Strict CPU quotas proposal
Carlo Alberto Ferraris
It is our understanding that currently application instances get CPU quotas assigned via cgroup CPU shares on the container running them. This effectively sets a "minimum quota" of CPU time each container is guaranteed to have available, but leaves the maximum amount of CPU time unbounded.
This may be fine in the average case, but can have some pretty annoying effects in certain edge cases.
For the sake of discussion, let's consider 2 Diego cells having the same number N of containers running, with the same amount of cpu shares, memory and disk assigned. From the perspective of Diego, these two cells are perfectly balanced. Now let's assume that (because we're very unlucky):
- we have one instance of the same app running on each one of the 2 cells
- the other N-1 instances on cell 1 use all available CPU
- the other N-1 instances on cell 2 are using no CPU
In this case the net effect is that the instance of the app in cell 2 will have N times the CPU time as the instance in cell 1.

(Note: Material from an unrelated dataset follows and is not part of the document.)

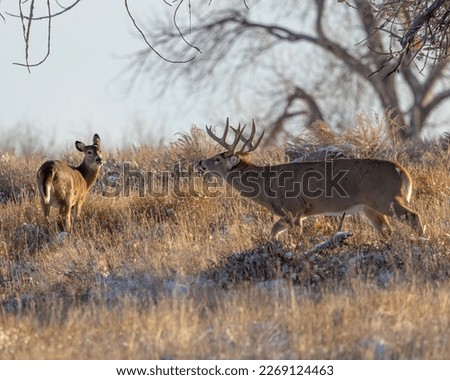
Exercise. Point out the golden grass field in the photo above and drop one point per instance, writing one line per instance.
(195, 277)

It would be desirable, from our perspective, to be able to control such "performance swings" because they may lead users into overestimating their available processor resources, potentially leading to inability of certain instances to effectively serve their share of traffic.
What we propose is to add the (opt-in) ability for CF operators to control the upper bound of how much CPU time a container can use. Specifically we suggest to teach garden (runc) how to set also cpu.cfs_quota_us and cpu.cfs_period_us (see CpuQuota and CpuPeriod in  and  for details). To be absolutely explicit: this would be a operator-controlled feature, not a user-controlled one.

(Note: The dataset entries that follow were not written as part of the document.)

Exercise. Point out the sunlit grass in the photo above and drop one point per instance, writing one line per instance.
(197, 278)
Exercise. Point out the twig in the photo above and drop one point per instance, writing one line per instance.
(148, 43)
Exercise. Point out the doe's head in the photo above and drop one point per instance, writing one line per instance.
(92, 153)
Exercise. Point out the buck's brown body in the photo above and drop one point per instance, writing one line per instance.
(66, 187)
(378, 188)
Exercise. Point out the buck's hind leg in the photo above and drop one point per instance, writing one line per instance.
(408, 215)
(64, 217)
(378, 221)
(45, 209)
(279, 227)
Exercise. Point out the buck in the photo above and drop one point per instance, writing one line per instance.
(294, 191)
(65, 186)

What follows is a draft of a proposal about how to provide this functionality. It is intended as basis for discussion more than as a fully fleshed-out proposal.
Concretely this would likely require exposing two additional tunables for Diego reps (names are placeholders):
cpu_quota_period_us would be set as is as the value of cpu.cfs_period_us. This is the time window used for allocating CPU time (see  for details). Setting it to 0 (default) would disable strict CPU quotas. Values 1000<=cpu_quota_period_us<=1000000 are valid and will enable strict CPU quotas. Any other value is illegal. It is illegal to set cpu_quota_period_us to 0 if cpu_quota_burst_ratio is not 0.

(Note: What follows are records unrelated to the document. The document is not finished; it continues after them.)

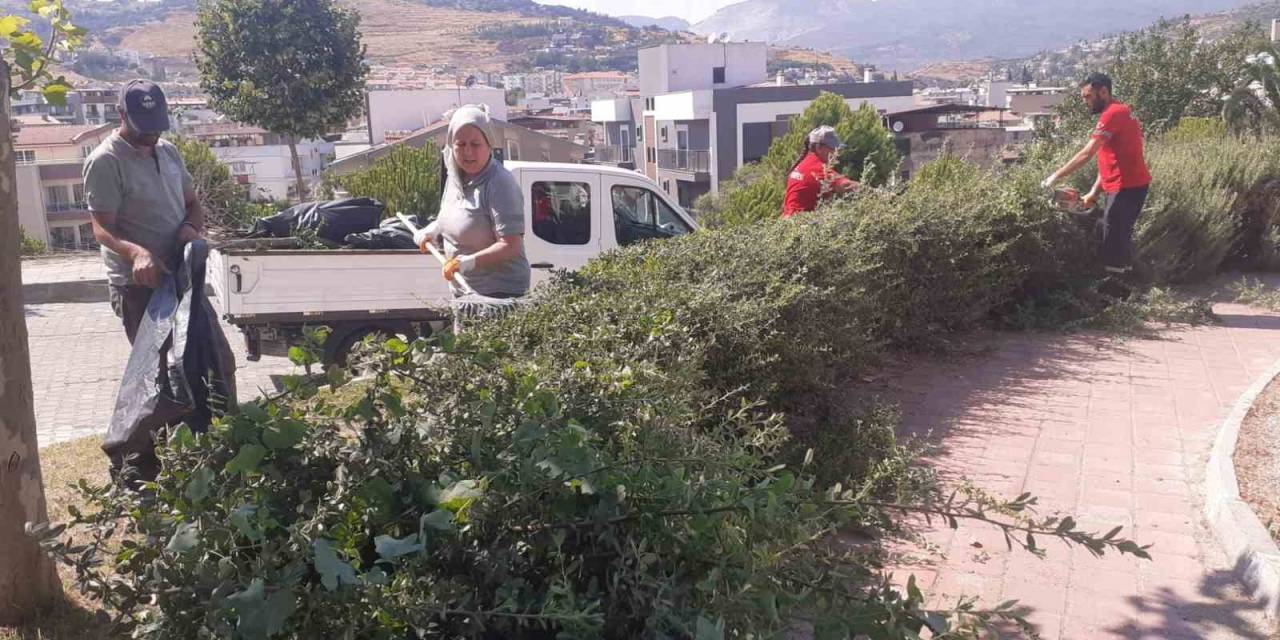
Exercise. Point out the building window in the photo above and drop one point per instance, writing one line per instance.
(62, 237)
(562, 211)
(87, 240)
(639, 214)
(55, 195)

cpu_quota_burst_ratio would instead be used to compute the value of cpu.cfs_quota_us based on the number of cores in the host (n_cores), the number of shares assigned to the container (cpu_shares) and the maximum number of shares that can be assigned to running containers (cpu_shares_max) as follows:
cpu.cfs_quota_us = cpu_quota_period_us * n_cores * cpu_quota_burst_ratio * cpu_shares / cpu_shares_max
cpu_shares_max can be calculated, if we ignore instance_min_cpu_share_limit, instance_max_cpu_share_limit and other limits, as:
cpu_shares_max = memory_mb * memory_overcommit_factor / instance_memory_to_cpu_share_ratio
Setting cpu_quota_burst_ratio to 0 (default) would disable strict CPU quotas. Values of cpu_quota_burst_ratio>=1 are valid and enable strict CPU quotas. Any other value is illegal. It is illegal to set cpu_quota_burst_ratio to 0 if cpu_quota_period_us is not 0.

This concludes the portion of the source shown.